Some stories have endings before they begin.
†
As for the huntsman, he’s always had choices, but this takes years to understand . As he aims his arrow at her heart, he sees the wicked queen’s stepdaughter for the first time, younger and more beautiful—and he knows this story is hers. The huntsman realizes he can walk away at any moment, and this is the moment he chooses.
He lets the poor girl go. Let whatever happens happen. He doesn’t stay to see how this story ends.
†
One morning, awaking in bed together, Brother One Wing smooths his fingers through the thick curls of the huntsman’s hair. “What did you dream of?” he asks.
“I can’t speak of it,” the huntsman says.
Despite all the years they’ve spent together, the huntsman never confesses to the horrible things he’s done. Brother One Wing can’t imagine what it’s like to bury one’s past as if it were dead. His own past still lives, still has a heartbeat, in the remaining wing that never regressed to armhood.
†
When he flies toward her pyre, he knows that this is the end of him. Last in the swooping line, he watches each of his brothers receive shirts and become men again. That’s all they want: to become men again, even if she burns. The shirt falls over him, stinging with its nettles, and sinks deeper than bone, and the first words he speaks are in her defense.
†
Some winter, walking with her through the village square, Brother One Wing offers his sister his wing to hold. She refuses. She never believes him when he promises he is happy.
At the tailor, she observes the work required to create a coat that can accommodate a wing. Children gather around him and hound him for stories and, raising his wing high and spreading his feathers, he promises to regale them another time. The baker gives him a loaf of daily bread, which he cradles with his wing. With his true hand, he holds the box given to him by the cobbler, containing a surprise for his huntsman.
Through all this, the queen sees her shortcomings, and a promise she could not keep.
At the edge of the village, beyond all roads, they discover a pond. Even in winter, with a thin veil of ice masking the surface, a pair of swans sit together. The queen lowers her head and keeps walking. Brother One Wing pauses to watch the swans in their act of living.
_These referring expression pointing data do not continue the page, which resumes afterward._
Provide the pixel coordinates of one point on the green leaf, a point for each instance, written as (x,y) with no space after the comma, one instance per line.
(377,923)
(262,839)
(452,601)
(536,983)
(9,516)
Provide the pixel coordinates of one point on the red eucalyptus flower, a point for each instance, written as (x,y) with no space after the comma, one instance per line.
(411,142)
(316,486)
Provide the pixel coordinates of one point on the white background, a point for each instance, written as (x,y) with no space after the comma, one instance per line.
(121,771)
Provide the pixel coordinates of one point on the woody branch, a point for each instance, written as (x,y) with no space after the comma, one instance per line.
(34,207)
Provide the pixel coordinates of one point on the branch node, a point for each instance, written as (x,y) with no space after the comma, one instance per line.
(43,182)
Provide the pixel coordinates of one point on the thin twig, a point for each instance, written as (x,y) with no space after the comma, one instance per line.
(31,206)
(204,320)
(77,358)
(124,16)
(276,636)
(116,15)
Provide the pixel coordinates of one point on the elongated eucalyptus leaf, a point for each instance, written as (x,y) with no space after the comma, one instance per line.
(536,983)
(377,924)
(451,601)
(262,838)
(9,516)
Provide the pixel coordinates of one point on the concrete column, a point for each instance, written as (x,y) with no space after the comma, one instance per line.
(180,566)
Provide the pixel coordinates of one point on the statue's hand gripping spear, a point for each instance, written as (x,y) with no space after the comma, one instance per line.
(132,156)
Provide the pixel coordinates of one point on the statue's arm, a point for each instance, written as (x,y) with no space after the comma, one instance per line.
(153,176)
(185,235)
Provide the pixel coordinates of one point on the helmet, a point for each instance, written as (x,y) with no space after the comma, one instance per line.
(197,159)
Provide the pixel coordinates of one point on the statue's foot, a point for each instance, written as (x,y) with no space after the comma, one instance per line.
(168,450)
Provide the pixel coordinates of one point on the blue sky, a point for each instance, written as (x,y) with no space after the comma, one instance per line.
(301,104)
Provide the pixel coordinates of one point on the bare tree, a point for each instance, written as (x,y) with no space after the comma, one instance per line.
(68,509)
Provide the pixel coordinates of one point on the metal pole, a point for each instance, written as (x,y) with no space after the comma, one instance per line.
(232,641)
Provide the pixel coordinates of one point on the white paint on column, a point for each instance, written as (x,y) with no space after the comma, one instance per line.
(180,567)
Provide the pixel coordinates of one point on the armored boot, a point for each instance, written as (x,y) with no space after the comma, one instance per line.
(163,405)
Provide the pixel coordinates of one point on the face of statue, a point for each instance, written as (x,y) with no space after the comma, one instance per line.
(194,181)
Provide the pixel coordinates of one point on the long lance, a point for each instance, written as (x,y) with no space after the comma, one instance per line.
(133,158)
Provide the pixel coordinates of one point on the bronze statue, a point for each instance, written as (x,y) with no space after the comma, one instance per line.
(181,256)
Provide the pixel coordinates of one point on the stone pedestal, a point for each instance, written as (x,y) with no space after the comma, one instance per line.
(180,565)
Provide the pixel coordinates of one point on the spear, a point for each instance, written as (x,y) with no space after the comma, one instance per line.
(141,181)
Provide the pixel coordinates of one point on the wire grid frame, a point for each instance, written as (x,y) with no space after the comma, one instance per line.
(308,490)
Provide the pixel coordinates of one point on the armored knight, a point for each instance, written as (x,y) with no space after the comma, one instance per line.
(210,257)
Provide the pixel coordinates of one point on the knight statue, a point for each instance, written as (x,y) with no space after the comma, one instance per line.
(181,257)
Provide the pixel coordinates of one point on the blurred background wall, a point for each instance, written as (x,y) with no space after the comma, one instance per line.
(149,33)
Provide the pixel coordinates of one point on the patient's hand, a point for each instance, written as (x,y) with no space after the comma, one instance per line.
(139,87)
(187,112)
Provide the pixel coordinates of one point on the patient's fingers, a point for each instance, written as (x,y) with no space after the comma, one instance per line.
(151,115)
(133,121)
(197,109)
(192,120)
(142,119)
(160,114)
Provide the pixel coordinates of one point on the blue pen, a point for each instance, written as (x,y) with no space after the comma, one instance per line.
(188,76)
“I’ve realized something,” Brother One Wing says. “The best years of my life were the worst years of yours.”
He smiles, and takes his sister’s hand to place it on his wing.
“Our brothers forget,” he says, “but I never wanted to.”
†
The day Brother One Wing and the huntsman meet, they have no idea what they will become. Seeing that white wing, the huntsman asks: “What was it like, then?”
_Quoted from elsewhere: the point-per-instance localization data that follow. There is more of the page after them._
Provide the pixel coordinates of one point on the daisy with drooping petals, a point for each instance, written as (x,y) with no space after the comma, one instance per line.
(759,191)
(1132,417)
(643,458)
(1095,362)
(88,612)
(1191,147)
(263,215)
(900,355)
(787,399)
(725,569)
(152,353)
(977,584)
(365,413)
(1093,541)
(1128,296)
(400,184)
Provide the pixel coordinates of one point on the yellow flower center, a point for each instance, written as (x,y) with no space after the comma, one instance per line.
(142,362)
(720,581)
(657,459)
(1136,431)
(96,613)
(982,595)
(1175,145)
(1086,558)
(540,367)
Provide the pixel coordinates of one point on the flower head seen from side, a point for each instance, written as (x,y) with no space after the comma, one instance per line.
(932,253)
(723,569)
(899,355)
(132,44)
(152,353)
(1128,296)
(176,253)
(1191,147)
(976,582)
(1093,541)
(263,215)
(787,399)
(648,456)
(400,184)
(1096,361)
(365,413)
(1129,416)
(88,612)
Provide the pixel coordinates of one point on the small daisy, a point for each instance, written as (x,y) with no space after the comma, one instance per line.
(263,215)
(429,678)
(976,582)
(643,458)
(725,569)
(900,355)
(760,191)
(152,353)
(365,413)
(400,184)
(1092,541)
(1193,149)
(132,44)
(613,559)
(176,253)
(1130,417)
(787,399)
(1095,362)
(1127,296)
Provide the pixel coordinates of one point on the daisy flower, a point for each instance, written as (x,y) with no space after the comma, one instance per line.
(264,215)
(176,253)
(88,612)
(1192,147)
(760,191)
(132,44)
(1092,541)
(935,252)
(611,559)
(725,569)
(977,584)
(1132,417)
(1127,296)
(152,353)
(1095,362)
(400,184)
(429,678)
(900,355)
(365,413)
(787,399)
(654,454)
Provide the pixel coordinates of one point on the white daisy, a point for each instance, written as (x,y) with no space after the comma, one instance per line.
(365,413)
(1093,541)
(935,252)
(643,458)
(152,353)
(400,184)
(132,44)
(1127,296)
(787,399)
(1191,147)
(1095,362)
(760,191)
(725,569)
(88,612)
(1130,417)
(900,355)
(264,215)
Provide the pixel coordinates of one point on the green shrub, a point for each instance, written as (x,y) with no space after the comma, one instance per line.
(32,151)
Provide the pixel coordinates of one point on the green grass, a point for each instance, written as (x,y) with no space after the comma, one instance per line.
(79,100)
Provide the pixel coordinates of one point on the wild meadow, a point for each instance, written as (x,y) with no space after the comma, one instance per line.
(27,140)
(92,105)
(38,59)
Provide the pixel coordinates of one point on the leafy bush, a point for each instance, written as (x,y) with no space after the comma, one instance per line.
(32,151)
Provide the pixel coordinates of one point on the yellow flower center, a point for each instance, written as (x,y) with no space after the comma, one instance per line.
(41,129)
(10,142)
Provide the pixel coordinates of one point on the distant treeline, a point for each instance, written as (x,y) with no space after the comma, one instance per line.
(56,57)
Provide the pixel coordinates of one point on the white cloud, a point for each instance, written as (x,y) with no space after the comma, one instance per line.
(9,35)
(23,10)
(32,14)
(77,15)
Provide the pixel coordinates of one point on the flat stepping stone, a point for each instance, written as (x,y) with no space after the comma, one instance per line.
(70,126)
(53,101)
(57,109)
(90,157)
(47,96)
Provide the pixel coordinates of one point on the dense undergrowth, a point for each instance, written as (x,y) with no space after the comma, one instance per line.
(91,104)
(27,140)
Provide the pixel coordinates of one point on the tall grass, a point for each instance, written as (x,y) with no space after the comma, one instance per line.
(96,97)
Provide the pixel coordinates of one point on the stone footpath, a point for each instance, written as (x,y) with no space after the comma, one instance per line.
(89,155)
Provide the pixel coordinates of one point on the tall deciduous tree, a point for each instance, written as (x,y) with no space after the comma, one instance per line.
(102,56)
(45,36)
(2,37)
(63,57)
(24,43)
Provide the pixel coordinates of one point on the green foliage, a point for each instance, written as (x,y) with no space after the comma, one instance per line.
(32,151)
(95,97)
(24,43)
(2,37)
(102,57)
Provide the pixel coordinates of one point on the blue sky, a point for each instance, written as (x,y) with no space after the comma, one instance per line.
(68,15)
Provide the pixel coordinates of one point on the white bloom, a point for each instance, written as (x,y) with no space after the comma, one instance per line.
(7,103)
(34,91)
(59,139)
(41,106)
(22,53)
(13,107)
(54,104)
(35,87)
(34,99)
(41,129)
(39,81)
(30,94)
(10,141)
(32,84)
Brother One Wing always wants to tell the story, but no one ever asks. Like his sister, most people presume his shame, rather than his joy.
“It taught me humility,” Brother One Wing says. “It taught me there is more to this world worth caring about than money and glory. I never thought the plants that grow in the lakebed could taste more delicious than a feast served to me on golden platters, but they did. And to move through the water with the ease of belonging, to feel it roll off your back… I didn’t know I could be that happy.”
The next day, the huntsman decides: no more geese, no more ducks. No bird will know his arrow again.
†
In the quiet defenselessness that borders sleep, the huntsman drags his calloused fingertips down the cascade of white feathers and asks: “Do you miss it? Would you go back?”
Brother One Wing nestles his head closer into the crook of the huntsman’s shoulder and drapes wing over chest. “How can I go back,” he asks, “if I can’t leave it behind?”
That isn’t the answer to the question he was asked, but it is the closest answer he can give. The huntsman cards his fingers through the feathers, deepening his touch until he feels skin and the curve of bone. When they kiss, Brother One Wing feels the huntsman everywhere, like air, like wind.